The riots killed three, left 80 others injured, and gutted over 100 houses and business establishments.

==Aftermath==

===9 August===
- A curfew was immediately imposed on the area and several changes were made in the administrative positions.

===10 August===
- Clashes continued in Paddar, with three injured.
- The state government stopped traffic along the national highway from Lakhanpur to Banihal and towards Doda and Kishtwar.
- Amarnath Yatra, a pilgrimage to the Amarnath Temple, was cancelled due to tensions in the district.
- The Government of Jammu and Kashmir announced ex-gratia relief of 500,000 rupees to the relatives of Aravind Kumar Bhagat.
- Educational institutions remained closed.

===11 August===
- Mobile phone and Internet communications were suspended.
- The curfew was extended to Udhampur, Samba, and Kathua, along with Bhaderwah town in Doda, affecting seven of ten districts in the Jammu region.
- BJP Leader of the Opposition in the Rajya Sabha Arun Jaitley was prevented from entering Kishtwar, to prevent further escalation of violence.

===12 August===
- Fresh violence broke out in Hidyal village, part of Kishtwar, where a Muslim mob consisting of armed members attacked a Hindu neighborhood. 10 injured, including an ASP.
- Minister of State for Home Sajad Kichloo resigned.

===14 August===
- Almost 150 people were arrested, including some local Hurriyat leaders, as the police cracked down on miscreants responsible for violence in the region. Over 100 people involved in stone pelting and arson were arrested in several parts of the Jammu region.
- Internet services for mobile phone and Wi-Fi users remained suspended for the fourth day across Jammu and Kashmir. Internet speeds for broadband services were reduced to check the upload of objectionable material to social networking sites.

===15 August===
- The curfew was lifted in seven districts of the Jammu region, except for Kishtwar, where a 4-hour morning relaxation is given.

==Arrests==
As of August 13, 2013, a total of 141 people had been taken into custody, in connection with the incidents. Nearly 40 weapons looted from a Kishtwar arms shop remained missing.

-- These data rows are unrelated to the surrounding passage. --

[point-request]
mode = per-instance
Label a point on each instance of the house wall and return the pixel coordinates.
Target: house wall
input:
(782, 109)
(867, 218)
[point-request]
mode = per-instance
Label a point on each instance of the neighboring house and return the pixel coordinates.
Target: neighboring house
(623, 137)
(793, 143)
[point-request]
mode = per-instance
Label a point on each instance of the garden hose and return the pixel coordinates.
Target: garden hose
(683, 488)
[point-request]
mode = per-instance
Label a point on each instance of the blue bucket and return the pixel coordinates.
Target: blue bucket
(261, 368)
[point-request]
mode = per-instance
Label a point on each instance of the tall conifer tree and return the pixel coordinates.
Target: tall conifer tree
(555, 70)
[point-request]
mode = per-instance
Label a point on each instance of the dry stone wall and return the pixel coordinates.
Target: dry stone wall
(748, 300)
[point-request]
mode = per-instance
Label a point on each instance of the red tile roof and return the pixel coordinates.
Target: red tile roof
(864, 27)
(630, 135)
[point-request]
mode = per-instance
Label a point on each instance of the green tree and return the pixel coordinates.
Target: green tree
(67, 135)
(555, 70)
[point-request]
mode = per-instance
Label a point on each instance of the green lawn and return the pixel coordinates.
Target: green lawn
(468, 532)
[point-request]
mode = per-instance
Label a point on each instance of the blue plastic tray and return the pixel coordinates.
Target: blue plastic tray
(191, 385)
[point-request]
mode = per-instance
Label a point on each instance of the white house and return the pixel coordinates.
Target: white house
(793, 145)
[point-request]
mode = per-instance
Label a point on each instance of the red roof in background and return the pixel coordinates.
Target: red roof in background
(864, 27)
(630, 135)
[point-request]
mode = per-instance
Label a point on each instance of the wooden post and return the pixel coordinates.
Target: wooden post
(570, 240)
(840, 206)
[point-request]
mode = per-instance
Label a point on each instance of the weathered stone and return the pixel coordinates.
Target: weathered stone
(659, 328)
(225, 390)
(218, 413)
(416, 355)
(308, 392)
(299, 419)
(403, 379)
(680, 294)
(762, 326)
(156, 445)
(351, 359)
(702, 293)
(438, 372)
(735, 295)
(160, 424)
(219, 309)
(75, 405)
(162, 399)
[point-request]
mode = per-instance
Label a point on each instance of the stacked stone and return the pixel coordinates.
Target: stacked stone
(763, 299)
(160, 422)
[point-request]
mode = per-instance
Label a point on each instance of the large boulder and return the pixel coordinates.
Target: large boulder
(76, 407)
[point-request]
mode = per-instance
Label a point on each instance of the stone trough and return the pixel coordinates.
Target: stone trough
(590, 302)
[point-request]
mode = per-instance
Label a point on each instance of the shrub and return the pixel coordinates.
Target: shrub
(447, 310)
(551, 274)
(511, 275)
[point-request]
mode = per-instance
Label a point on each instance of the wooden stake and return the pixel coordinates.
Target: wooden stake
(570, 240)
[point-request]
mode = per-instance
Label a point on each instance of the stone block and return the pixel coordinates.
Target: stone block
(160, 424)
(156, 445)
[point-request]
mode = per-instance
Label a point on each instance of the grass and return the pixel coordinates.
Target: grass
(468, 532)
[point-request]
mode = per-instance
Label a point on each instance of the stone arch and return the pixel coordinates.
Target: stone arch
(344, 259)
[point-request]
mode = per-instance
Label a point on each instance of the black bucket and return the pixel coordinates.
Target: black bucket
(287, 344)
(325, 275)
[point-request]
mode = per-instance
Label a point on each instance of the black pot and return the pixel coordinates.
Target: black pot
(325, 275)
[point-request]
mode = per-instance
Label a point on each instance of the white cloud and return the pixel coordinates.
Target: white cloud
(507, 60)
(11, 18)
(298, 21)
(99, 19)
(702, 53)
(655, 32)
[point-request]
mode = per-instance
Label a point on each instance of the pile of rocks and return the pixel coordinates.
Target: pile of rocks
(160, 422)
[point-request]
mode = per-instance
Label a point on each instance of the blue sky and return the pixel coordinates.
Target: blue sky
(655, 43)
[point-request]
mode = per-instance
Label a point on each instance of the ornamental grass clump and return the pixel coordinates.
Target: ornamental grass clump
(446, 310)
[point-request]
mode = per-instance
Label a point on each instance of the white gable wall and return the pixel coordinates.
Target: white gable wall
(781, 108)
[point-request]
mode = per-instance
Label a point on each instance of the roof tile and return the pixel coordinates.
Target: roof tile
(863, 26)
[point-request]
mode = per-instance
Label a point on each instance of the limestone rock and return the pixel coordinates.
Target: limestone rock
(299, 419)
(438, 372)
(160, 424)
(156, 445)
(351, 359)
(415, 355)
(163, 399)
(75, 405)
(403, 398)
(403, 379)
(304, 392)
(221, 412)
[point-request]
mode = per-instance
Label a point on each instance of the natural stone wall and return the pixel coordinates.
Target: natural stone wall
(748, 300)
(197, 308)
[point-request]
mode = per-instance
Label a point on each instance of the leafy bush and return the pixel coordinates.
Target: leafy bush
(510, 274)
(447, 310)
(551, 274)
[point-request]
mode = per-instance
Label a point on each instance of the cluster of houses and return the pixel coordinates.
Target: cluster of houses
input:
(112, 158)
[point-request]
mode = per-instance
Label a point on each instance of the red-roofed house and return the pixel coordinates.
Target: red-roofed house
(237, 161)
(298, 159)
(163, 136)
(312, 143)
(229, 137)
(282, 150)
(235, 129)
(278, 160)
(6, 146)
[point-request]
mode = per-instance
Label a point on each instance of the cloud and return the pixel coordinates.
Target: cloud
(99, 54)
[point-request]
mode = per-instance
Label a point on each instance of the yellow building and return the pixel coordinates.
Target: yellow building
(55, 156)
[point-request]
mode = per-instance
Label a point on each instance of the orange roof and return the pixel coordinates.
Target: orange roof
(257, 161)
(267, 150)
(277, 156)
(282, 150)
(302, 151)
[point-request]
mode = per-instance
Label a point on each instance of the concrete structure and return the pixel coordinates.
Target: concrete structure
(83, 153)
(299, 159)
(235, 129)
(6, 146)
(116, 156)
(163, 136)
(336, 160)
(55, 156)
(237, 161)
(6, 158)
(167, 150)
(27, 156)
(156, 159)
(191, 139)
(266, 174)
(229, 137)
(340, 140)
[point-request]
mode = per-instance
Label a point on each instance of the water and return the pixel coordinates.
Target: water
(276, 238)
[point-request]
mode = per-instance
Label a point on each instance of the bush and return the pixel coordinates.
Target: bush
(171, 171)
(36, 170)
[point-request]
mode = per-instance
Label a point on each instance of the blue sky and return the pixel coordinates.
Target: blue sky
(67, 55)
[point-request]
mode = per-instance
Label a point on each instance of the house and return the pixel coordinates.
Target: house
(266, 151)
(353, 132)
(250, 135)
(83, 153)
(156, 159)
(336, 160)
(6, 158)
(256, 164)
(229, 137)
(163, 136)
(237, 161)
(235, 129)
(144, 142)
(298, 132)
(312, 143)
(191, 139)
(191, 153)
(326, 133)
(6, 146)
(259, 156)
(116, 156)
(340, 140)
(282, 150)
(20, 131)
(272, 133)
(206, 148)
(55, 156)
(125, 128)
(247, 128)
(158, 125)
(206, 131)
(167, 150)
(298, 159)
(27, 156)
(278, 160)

===Administrative failure===
Administrative failure was cited as the reason for Kishtwar clashes. The Central Security establishment mentioned issues such as:
1. Low police strength.
2. Possible failures in assessing the gravity of the situation, related to lack of staff during Eid.
3. Failure to call in the two companies of Sashastra Seema Bal deployed in the area as reinforcement.
4. No deployment of CRPF in the district. The CRPF, which had 60 companies in the state to maintain law and order, was called into Kishtwar on only the second day of the riots.

The home ministry had issued an advisory asking the Government of Jammu and Kashmir to prevent violence from spreading further by deploying adequate forces in all parts of the state.

==Reactions==
The reactions of some politicians are listed below in their original form.
"Oh that's right they can't because their star PM hopeful waited days to call out the army & has yet to apologise. Hypocrites."
— Omar Abdullah

"During such processions, some hot-headed people always make demands of 'azadi'. It happens virtually every Friday...Since information moves very fast these days, tension spread to other parts of the town. It became difficult for the police to control it. Then, the Army was called. The Army conducted a flag march at 5.30 pm and imposed strict curfews thereby bringing the situation under control."
— P. Chidambaram

"When the riots occurred in Gujarat in 2002, the Army was not allowed inside. No one from outside was allowed to enter Ahmedabad. And Gujarat is not a property of Modi."